TO the sounds of Sinatra’s ‘My Way’, and barely restrained laughter from the CNN news team, Donald Trump finally vacated the Presidency of the United States.

After recent events, the relief was palpable. After all ‘His Way’ was to incite far-right violence which left five people dead and to sow conspiracy and hate.

The new presidential team faces a mammoth task to heal the mess he made.

Nevertheless, the inaugurations of Joe Biden

and Kamala Harris this week was cause for hope, for stopping coronavirus deaths, and for restoring integrity in politics.

They have taken instant action to reverse some of the most egregious decisions of the Trump reign, including his racist travel bans, narrowing of civil rights, and withdrawal from the Paris climate accord.

The latter is good news for Glasgow.

Having the world’s second largest polluter round the table raises hopes for the COP26 climate conference when it takes place here later in the year.

COP26 needs to drive urgent and radical action to cut emissions.

There’ll be much talk of targets – but targets mean nothing unless there’s a plan to achieve them.

Worse still, targets, while they remain distant, can even be used to excuse inaction. That would be entirely the wrong approach.

But it remains a real risk, not just on the global stage, but also here in Glasgow.

The SNP Council is currently consulting on its climate emergency implementation plan. Greens, on the streets, in communities, and in the Council Chambers, have forced the climate and nature emergencies to the top of the agenda.

But the draft plan falls short of what we think is needed from an emergency response.

First, it proposes two different goals – to be carbon neutral by 2030, and then to achieve net zero emissions by 2045.

That’s unhelpful. We need a single goal, it must be urgent and ambitious, and it must unite people behind a common understanding of the task in hand.

2045 is too late – we must act like it’s an emergency. 2030 is when climate science tells us is the point of no return.

So we need to visualise what a zero emissions city looks like and make it happen.

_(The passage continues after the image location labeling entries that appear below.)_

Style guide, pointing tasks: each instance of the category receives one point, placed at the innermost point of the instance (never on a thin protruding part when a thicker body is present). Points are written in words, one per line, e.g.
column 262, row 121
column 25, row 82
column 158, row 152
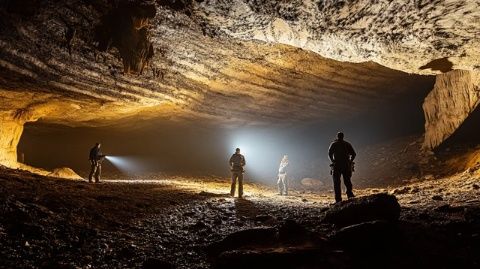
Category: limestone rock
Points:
column 380, row 206
column 64, row 172
column 454, row 97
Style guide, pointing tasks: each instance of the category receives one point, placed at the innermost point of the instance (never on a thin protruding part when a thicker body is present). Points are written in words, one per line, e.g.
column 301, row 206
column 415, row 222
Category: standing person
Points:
column 282, row 176
column 237, row 162
column 95, row 158
column 341, row 154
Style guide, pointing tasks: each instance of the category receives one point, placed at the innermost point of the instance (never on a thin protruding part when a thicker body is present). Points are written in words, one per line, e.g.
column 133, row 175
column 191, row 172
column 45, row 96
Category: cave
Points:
column 119, row 123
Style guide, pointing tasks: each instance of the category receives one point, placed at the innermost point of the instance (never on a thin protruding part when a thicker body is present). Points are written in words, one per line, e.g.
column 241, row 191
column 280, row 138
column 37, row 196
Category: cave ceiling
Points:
column 94, row 62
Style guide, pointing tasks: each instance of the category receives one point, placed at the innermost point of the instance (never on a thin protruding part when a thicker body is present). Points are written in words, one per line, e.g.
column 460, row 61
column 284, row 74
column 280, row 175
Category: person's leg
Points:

Fast.

That’s why Scottish Greens councillors are urging a single target for net zero emissions by 2030, bringing us into line with other cities like Bristol and Edinburgh.

More importantly, we must focus our response squarely on things we can do now, with existing technologies, to drive down emissions rapidly, rather than pinning hopes on things that might happen, but equally might not, in years to come.

We also need an honest conversation about the powers and resources we need locally to achieve our goals – otherwise the targets mean nothing at all. That might be uncomfortable for the SNP Council. It will certainly show up how centralising the SNP in Holyrood is.

But if we want to do things our way – to be bolder, go further, and do more, as I believe Glasgow should – then we must have the powers to act.